Hirnverletzung bringt den Rhythmus des Gedächtnisses aus dem Takt
Nach einer Gehirnerschütterung oder einer schwereren Hirnverletzung kämpfen viele Menschen mit anhaltenden Gedächtnisproblemen. Forschende haben nun kartiert, welche Hirnsignale dabei gestört sind. Die Ergebnisse verweisen auf konkrete Ansatzpunkte für die Behandlung.
Traumatische Hirnverletzungen (TBI) hinterlassen bei vielen Betroffenen dauerhafte Beeinträchtigungen des Lernens und des Gedächtnisses.

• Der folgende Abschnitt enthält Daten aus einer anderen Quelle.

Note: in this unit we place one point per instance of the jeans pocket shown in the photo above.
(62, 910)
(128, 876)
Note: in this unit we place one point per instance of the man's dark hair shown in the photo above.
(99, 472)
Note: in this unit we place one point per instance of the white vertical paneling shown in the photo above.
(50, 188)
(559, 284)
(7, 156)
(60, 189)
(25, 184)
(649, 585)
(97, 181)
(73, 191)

Über die genauen elektrophysiologischen Störungen, die diesen Problemen zugrunde liegen, war bislang wenig bekannt.
Die Forschenden setzten hochdichte Elektroden ein, um die Hirnaktivität von Ratten nach einer experimentell induzierten Hirnverletzung detailliert zu messen. Ihr Fokus lag auf dem Hippocampus, der Hirnregion, die für die Gedächtnisbildung unverzichtbar ist. Die Ergebnisse wurden in eLife veröffentlicht.

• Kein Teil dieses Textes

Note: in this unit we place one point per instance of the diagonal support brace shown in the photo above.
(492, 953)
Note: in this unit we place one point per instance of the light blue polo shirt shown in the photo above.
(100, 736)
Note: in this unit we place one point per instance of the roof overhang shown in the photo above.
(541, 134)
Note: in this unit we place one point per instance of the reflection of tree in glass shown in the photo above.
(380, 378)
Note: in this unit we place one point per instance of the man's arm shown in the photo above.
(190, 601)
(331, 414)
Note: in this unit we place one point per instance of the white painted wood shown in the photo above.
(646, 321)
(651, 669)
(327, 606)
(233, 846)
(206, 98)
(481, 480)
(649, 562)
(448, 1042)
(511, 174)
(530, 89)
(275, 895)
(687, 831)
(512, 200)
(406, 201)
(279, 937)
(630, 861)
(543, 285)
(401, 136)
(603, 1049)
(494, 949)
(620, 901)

Gestörte Kopplung zwischen Hirnwellen
Normales Gedächtnisspeichern setzt die Koordination zweier Arten von Hirnwellen voraus. Theta-Wellen sind langsame, rhythmische Schwingungen, die bei der Navigation und beim Gedächtnisabruf aktiv sind. Gamma-Wellen sind schnellere Schwingungen, die detaillierte Informationen kodieren. Unter normalen Bedingungen sind beide miteinander verknüpft: Gamma-Wellen schmiegen sich in die Täler der Theta-Wellen ein. Bei verletzten Ratten war diese Kopplung – fachsprachlich als Phasen-Amplituden-Kopplung bezeichnet – im Hippocampus deutlich vermindert. Auch die Synchronisation der Neuronen mit der Hintergrundaktivität war in den verletzten Gehirnen schwächer ausgeprägt.

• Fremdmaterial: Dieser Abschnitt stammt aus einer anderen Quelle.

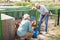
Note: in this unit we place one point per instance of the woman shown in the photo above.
(25, 29)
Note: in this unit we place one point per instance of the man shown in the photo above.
(43, 16)
(25, 28)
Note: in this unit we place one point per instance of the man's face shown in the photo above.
(38, 7)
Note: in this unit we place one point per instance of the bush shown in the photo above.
(23, 4)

Konkrete Ansätze für die Therapie
Die Studie zeigte zudem, dass sogenannte Sharp-Wave-Ripples – kurze Gedächtniskonsolidierungsschübe, die in Ruhephasen auftreten – bei verletzten Ratten abgeschwächt waren. Zusammengenommen beschreiben diese drei Störungen ein Hirnnetzwerk, das seinen zeitlichen Takt verloren hat. Die Forschenden schlagen vor, dass gezielte Hirnstimulation zur Wiederherstellung der normalen Synchronisation ein vielversprechender Behandlungsansatz sein könnte. Ob dies beim Menschen funktioniert, muss in klinischen Studien geklärt werden. Aus Longevity-Perspektive ist die Studie relevant, da TBI-bedingter kognitiver Abbau sich teilweise mit altersbedingten Gedächtniseinbußen überschneidet.